When was it that she scared me so badly, not that it’s been only once, but the time I thought she might end up in prison? Seven or eight years ago, I decide, when she came back from Poland, where she was involved in a mission that had to do with Interpol, with special ops that to this day I’m unclear about. I’ll never know just how much she would tell me if I pushed hard enough, but I won’t. I’ve chosen to remain foggy about what she did over there. What I know is enough. It’s more than enough. I would never say that about Lucy’s feelings, health, or general well-being, because I care intensely about every molecule of her, but I can say it about some comple
x and clandestine aspects of the way she has lived. For her own good and mine, there are details I will not ask about. There are stories I don’t want to be told.

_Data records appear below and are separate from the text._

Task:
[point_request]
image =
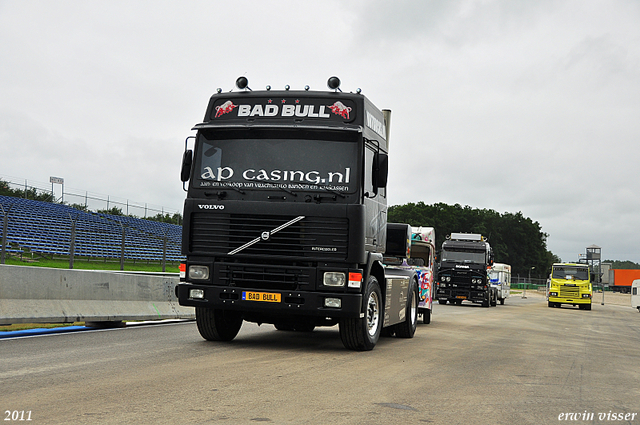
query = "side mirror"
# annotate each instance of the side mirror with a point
(187, 160)
(381, 170)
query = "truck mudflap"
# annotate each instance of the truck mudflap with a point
(328, 304)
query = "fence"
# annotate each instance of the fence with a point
(90, 201)
(55, 229)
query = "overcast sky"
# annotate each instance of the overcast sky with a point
(530, 106)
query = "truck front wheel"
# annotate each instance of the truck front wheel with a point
(362, 334)
(218, 325)
(407, 328)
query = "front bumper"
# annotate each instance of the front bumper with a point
(473, 295)
(574, 301)
(303, 303)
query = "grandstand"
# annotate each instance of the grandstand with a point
(45, 228)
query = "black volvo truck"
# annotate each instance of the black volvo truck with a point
(462, 270)
(285, 217)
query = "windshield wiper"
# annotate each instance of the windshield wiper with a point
(221, 194)
(335, 192)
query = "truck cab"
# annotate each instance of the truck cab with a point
(285, 216)
(570, 283)
(462, 271)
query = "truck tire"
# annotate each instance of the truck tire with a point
(218, 325)
(362, 334)
(407, 328)
(426, 316)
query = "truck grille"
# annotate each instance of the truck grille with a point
(262, 277)
(569, 291)
(312, 237)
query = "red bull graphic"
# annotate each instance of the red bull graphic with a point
(225, 108)
(275, 108)
(341, 109)
(425, 281)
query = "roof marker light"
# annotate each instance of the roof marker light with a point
(242, 83)
(334, 83)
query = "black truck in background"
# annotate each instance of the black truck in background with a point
(462, 270)
(285, 219)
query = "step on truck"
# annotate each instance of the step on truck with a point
(462, 270)
(411, 250)
(285, 216)
(500, 279)
(423, 251)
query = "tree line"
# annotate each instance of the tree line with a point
(516, 240)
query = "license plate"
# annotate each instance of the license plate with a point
(269, 297)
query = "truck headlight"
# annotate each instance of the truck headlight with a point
(198, 272)
(197, 294)
(334, 279)
(333, 302)
(355, 280)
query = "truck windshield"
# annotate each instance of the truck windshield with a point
(466, 256)
(569, 272)
(258, 163)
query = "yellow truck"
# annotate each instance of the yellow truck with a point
(570, 284)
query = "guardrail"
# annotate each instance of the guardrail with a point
(45, 295)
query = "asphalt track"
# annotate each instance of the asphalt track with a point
(521, 363)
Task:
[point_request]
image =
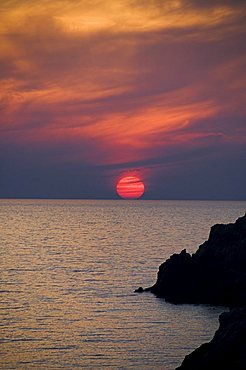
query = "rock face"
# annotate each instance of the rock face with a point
(215, 274)
(227, 350)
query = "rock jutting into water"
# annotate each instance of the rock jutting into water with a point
(215, 274)
(227, 350)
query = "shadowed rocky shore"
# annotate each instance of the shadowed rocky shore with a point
(216, 275)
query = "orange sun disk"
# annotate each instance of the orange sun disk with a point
(130, 187)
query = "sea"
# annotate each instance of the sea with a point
(69, 269)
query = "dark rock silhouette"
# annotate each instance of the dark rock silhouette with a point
(227, 350)
(215, 274)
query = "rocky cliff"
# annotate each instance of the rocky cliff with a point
(227, 350)
(215, 274)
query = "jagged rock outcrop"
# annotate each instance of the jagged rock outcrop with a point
(215, 274)
(227, 350)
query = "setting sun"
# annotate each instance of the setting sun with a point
(130, 187)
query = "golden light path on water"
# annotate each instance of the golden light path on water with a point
(68, 272)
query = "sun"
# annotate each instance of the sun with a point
(130, 187)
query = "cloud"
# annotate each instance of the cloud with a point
(121, 84)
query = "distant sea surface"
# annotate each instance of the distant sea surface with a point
(68, 273)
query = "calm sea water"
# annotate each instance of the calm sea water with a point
(68, 272)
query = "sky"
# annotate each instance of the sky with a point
(95, 90)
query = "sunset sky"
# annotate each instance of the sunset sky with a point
(94, 90)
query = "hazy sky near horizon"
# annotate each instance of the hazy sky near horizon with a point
(93, 90)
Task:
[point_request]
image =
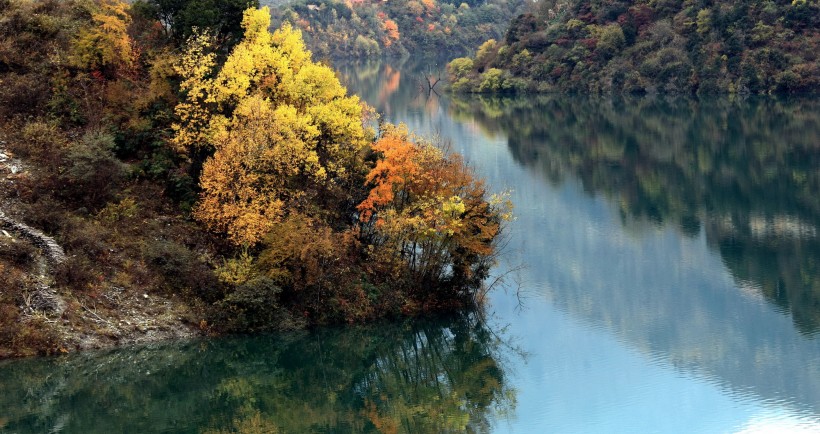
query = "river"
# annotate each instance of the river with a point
(662, 275)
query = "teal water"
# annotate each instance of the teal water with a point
(663, 276)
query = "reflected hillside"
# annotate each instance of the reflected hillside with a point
(397, 89)
(433, 376)
(743, 171)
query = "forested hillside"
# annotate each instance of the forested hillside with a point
(672, 46)
(421, 28)
(165, 171)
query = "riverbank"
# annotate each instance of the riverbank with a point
(41, 315)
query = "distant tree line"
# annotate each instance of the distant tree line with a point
(668, 46)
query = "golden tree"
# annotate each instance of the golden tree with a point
(285, 136)
(428, 214)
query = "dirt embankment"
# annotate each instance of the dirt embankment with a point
(75, 320)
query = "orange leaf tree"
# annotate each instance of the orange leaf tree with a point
(284, 134)
(427, 215)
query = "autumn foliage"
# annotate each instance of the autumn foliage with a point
(347, 229)
(220, 178)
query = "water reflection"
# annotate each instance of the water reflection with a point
(428, 376)
(745, 172)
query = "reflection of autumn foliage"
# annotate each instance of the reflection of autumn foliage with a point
(392, 78)
(391, 32)
(742, 172)
(288, 163)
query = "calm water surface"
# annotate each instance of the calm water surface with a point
(664, 276)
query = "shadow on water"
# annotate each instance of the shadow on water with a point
(426, 376)
(743, 171)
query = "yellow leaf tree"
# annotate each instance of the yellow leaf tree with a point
(105, 45)
(285, 135)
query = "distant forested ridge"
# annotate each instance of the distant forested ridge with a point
(364, 28)
(667, 46)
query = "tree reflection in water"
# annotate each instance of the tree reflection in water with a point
(436, 376)
(744, 171)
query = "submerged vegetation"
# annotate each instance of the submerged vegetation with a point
(212, 178)
(666, 46)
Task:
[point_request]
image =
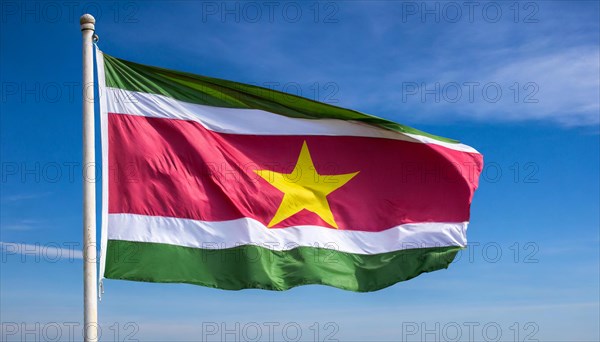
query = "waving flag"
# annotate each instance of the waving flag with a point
(233, 186)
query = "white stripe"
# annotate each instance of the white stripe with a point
(251, 121)
(227, 234)
(104, 143)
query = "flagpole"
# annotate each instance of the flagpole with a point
(90, 292)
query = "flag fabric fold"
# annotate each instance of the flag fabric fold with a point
(233, 186)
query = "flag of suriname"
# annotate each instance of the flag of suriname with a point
(233, 186)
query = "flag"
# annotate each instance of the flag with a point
(232, 186)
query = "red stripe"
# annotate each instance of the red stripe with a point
(176, 168)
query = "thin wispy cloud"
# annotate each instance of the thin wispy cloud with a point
(24, 197)
(48, 251)
(21, 225)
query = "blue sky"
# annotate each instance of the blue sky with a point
(519, 81)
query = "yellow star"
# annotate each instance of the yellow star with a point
(304, 188)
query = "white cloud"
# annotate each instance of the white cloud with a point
(51, 252)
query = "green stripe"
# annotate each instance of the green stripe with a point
(216, 92)
(257, 267)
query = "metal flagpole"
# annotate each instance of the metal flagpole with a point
(90, 292)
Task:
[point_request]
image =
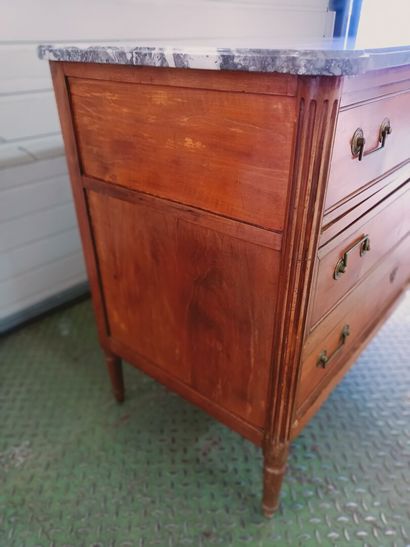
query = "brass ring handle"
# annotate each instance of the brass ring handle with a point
(341, 266)
(358, 140)
(324, 359)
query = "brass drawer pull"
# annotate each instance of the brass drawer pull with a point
(358, 141)
(325, 359)
(341, 266)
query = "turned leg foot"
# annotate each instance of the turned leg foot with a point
(274, 467)
(114, 366)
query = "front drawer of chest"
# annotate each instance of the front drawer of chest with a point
(346, 259)
(346, 327)
(221, 151)
(350, 172)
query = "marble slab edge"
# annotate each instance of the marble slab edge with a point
(309, 62)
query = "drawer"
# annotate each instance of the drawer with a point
(344, 260)
(343, 330)
(221, 151)
(348, 175)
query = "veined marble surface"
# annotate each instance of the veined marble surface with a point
(328, 57)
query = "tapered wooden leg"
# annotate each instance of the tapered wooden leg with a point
(114, 366)
(274, 467)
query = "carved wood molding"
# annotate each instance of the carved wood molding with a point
(318, 99)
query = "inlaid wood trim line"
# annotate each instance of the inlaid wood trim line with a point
(225, 225)
(228, 418)
(362, 193)
(318, 100)
(63, 103)
(244, 82)
(390, 95)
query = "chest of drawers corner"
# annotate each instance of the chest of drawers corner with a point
(245, 234)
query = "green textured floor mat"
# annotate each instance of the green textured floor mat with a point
(77, 469)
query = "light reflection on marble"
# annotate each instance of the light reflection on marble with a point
(328, 57)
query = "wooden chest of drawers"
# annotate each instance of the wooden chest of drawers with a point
(245, 234)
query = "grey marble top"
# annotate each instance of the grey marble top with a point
(329, 57)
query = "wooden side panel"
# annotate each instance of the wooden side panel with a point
(195, 301)
(385, 226)
(225, 152)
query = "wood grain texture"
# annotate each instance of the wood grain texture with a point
(375, 84)
(374, 293)
(385, 226)
(246, 82)
(317, 107)
(300, 421)
(351, 209)
(225, 152)
(348, 176)
(70, 145)
(201, 201)
(196, 302)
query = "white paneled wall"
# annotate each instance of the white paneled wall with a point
(40, 254)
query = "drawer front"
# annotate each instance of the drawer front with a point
(221, 151)
(343, 261)
(348, 174)
(193, 297)
(328, 347)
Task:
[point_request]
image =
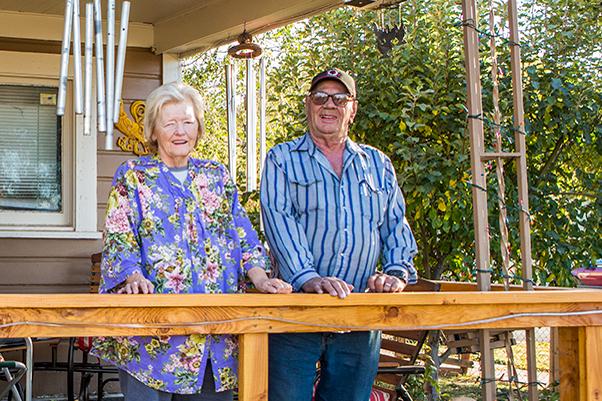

During the last hour of our flight here to Hanscom Field, she got increasingly preoccupied, impatient, and impossibly vigilant, and it is her vigilance that has a special caliber. That’s what I recognize. Vigilance is the weapon she draws when she feels threatened and goes into a certain mode I used to dread. In Oxford, Connecticut, where we stopped for fuel, she wouldn’t leave the helicopter unattended, not for a second. She supervised the fuel truck and made me stand guard in the cold while she trotted inside the FBO to pay because she didn’t trust Marino with guard duty, as she put it. She told me that when they had refueled in Wilmington, Delaware, earlier today en route to Dover, he was too busy on the phone to care about security or notice what was going on around them.
She said she watched him through the window as he paced on the tarmac, talking and gesturing, no doubt swept up in telling Briggs about the man who allegedly was still alive when he was locked inside my cooler. Not once did Marino look at the helicopter, Lucy reported to me. He was oblivious when another pilot strolled over to check it out, squatting so he could inspect the FLIR, the Nightsun, and peering through Plexiglas into the cabins. It didn’t enter Marino’s mind that the doors were unlocked, as was the fuel cap, and of course there is no such thing as securing the cowling. One can get to the transmission, the engine, the gear boxes, the vital organs of a helicopter, by the simple release of latches.
All it takes is water in the fuel tank for a flameout in flight, and the engine quits. Or sprinkle a small amount of contaminant into the hydraulic fluid, maybe dirt, oil, or water into the reservoir, and the controls will fail like power steering in a car, but a little more serious when you’re two thousand feet in the air. If you really want to create havoc, contaminate both the fuel and the hydraulic fluid so you have a flameout and a hydraulic failure simultaneously, Lucy described in gory detail as we flew with the intercom on “crew only” so Marino couldn’t hear. That would be especially unfortunate after dark, she said, when emergency landings, which are difficult enough, are far worse, because you can’t see what’s under you and had better hope it isn’t trees, power lines, or some other obstruction.